Chemistry professor leads effort to fight water pollutants

The structure of TAML, a catalyst that can oxidize and destroy harmful toxins in the water. The structure of TAML, a catalyst that can oxidize and destroy harmful toxins in the water.

“The world we are delivering to the next generation is utterly unsustainable.”

These are the words of professor Terry Collins, senior member of the Institute for Green Science and honorary professor of green chemistry. In recent years, because of the exploitation of carbon-emitting fossil fuels, the growing industrialization in developing countries, and the damaging treatment of the environment, green chemistry has emerged as a necessity for ensuring that our planet remains viable.

Green chemistry is the study and research of new methods and processes that limit the use of hazardous substances emitted into the environment. This problem of an unsustainable future has been at the center of Collins’s career and at the center of the field of green chemistry.

Collins has been one of the primary leaders of green chemistry. “My career started in 1980, and green chemistry didn’t come along till 1991. But the 11 years before green chemistry, I was doing green chemistry,” he said. In fact, as a result of Collins’s heavy investment in green chemistry even before its onset, Carnegie Mellon was the first institution to offer classes on the field.
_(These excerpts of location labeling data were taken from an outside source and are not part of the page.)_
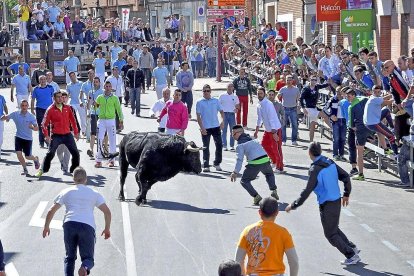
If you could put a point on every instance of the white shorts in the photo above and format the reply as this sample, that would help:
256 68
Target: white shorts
313 114
176 65
171 131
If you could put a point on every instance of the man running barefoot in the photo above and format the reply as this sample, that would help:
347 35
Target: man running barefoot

While there are myriad pathways in the field of green chemistry, Collins has his sights on designing a way to reduce water pollution. Currently, different molecules flow into the water supply from medications, waste, purifiers, and other hosts. Many of these molecules have detrimental effects on not only humans that drink the water, but also on the aquatic life that lives in the water. Collins’s lab focuses on endocrine disruptors, which are some the most harmful toxins currently being excreted into the water supply.

The endocrine system controls the development of bodily functions, whether it be growth, tissue functions, reproductive functions, or metabolism. Endocrine disruptors are the most devastating toxins in water because if any stage of development is distrubed, the organism could be permanently changed or mutated.
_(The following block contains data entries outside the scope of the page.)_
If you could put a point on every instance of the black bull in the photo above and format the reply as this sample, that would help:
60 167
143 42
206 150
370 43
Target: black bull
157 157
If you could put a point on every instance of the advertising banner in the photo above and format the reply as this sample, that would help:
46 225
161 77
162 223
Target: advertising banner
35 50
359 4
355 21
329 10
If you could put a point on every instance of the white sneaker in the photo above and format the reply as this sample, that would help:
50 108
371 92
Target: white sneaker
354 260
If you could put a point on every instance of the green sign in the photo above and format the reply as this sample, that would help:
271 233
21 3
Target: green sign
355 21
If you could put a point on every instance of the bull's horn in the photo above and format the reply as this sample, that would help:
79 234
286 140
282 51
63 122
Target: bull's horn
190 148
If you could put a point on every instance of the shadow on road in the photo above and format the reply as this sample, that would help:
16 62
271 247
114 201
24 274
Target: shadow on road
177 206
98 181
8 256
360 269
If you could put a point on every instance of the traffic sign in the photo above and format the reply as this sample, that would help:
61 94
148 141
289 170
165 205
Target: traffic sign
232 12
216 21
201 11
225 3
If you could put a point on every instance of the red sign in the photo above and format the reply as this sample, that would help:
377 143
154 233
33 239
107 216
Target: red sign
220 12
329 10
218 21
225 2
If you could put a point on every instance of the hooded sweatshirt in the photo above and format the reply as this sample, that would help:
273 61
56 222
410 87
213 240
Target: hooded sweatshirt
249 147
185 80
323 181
“The endocrine disruption problem is the reason that the chemical enterprise is currently unsustainable,” Collins warned. “If I can take some pressure off through the water, then that is wonderfully rewarding, personally,” he said.

With this goal in mind, Collins has spent the last 15-20 years perfecting a method of removing these harmful toxins from the water. His invention, and the hallmark of his career, is the tetra-amido macrocyclic ligand (TAML) catalyst. Collins and his lab engineered this catalyst to oxidize and destroy harmful toxins in the water. A unique property of this molecule is that very small amounts of it are able to target and destroy numerous kinds of harmful wastes.

“It’s essentially like putting fire with water; minuscule amounts of TAML oxidize toxins down and take them all out. That’s what you want; you want a generic blow torch that goes in and gets rid of all the toxins in the water,” Collins said.

According to Collins, the oxidation properties of the man-made catalyst are actually working better than natural catalysts. “They are out-performing the enzymes. We are able to put them in water with tiny amounts and they work,” he said.

Collins is working in conjunction with other institutions to start a company that will commercialize and utilize his catalyst to clean water in both Europe and the United States. However, one of the major concerns and points of further investigation, is whether or not the TAML catalysts themselves are harmful to humans. Over the last decade Collins has researched and documented the effects of his catalyst on organisms at unprecedented levels. The main goal of the research has been to prove that the TAML catalyst does not act as an endocrine disruptor.
“We are mapping the entire territory on how to design to not create an endocrine disruptor. We’ve done more than anyone has ever done. People just don’t do these studies,” he said. The lab has been working mainly with fish species to test the effects of TAML. While fish are a similar model to humans, the lab will do further research to confirm that there are no side effects on mammals.

Abigail Burton is a senior in the chemistry department’s joint BS/MS program and a part of Collins’s lab. “I find Professor Collins’s research interesting because it’s important and currently relevant to the real world. It is interesting academically because we do things that no one has ever done before, but it is also interesting because the problems our research solve are relevant to all life on our planet,” she said.

The research being done on TAML catalysts has enabled us to envision new ways of maintaining the ecosystems we occupy. With further successful testing, one day we might see the fruits of Collins’s career enriching the lives of millions around the world.